The first word in the frequency distribution with semantic meaning is 'bhante', which as a form of address falls within the frequency range of stop-words.

Note that words from the Angulimala and Mahagovinda, both from the DN, will appear higher in the frequency distribution due to their texts being longer and therefore there is more chance for repetition.

In [None]:
fd = nltk.FreqDist(text)
fd.most_common()

In [None]:
len(text) # number of tokens (words, including punctuation and references) in the corpus

In [None]:
# We remove punctuation and numbers, and count unique tokens.
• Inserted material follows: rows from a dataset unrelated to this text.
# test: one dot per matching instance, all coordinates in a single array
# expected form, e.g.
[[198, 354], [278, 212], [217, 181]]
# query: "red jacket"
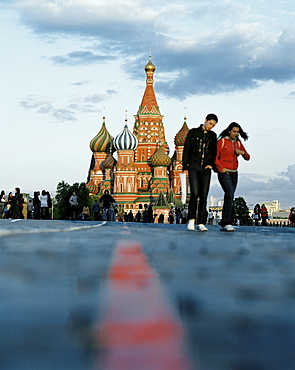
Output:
[[226, 157]]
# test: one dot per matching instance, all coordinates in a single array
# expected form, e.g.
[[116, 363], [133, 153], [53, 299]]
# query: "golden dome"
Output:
[[150, 66], [180, 137], [160, 158]]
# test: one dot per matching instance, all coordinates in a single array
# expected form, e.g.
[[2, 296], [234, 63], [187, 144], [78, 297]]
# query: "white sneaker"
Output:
[[191, 225], [202, 227], [227, 228]]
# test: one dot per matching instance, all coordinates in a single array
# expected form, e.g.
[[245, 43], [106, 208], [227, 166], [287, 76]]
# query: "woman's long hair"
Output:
[[242, 133]]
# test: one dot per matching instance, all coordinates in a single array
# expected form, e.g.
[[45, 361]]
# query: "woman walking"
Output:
[[198, 158], [264, 215], [229, 148]]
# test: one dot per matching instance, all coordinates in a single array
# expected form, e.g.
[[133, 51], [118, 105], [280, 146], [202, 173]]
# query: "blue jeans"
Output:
[[199, 185], [228, 182]]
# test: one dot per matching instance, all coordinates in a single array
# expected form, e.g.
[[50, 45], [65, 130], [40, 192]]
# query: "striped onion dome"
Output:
[[102, 141], [93, 189], [150, 66], [109, 162], [180, 137], [160, 158], [125, 140]]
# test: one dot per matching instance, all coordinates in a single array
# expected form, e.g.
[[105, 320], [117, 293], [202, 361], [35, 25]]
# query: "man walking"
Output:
[[199, 158]]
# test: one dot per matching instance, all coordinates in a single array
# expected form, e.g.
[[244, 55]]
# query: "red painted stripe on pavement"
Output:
[[139, 330]]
vocab = sorted(set([w.lower() for w in text if w.isalpha()]))
len(vocab) 

# There are 4,052 unique word-types or tokens in the corpus

A list of all tokens is below, ordered according to the Latin alphabet, with capital letters preceeding small caps.
Note that words with different conjugations and declensions count as different tokens. 
To find out the unique number of head-words we will need to **lemmatize** or **stem** our vocabulary.

In [None]:
vocab

In [None]:
text.concordance('aggi')

In [None]:
text.concordance('Taṃ') # The concordance method finds occurences regardless of capitalization

# Letter Frequencies

In [None]:
import matplotlib.pyplot as plt
import matplotlib as mpl
%matplotlib inline
mpl.rcParams['font.family'] = 'Arial'

raw[:100]

In [None]:
# alpha only tokens
alphatokens = [t for t in tokens if t.isalpha()]
raw2 = ('').join(alphatokens)
raw3 = [s.lower() for s in raw2]
fd = nltk.FreqDist(raw3)
fd.plot()
fd.most_common(50)

Note there is only one occurance of 'ś', which is strange. The occurance of 'f' and 'w' are from bracketed references pointing to variant readings probably.

### Question: Should we remove content in brackets before processing? () {} []

# Zipf's Law in Pāli

Let `f(w)` be the frequency of a word w in free text. Suppose that all the words of a text are ranked according to their frequency, with the most frequent word first. Zipf's law states that the frequency of a word type is inversely proportional to its rank (i.e. `f × r = k`, for some constant `k`). For example, the 50th most common word type should occur three times as frequently as the 150th most common word type.

Zipf's law hold empirically true for English, the larger the sample size the better the fit, but not for randomly generated texts using the English alphabet.

The question is whether Zipf's law holds true for Pāli.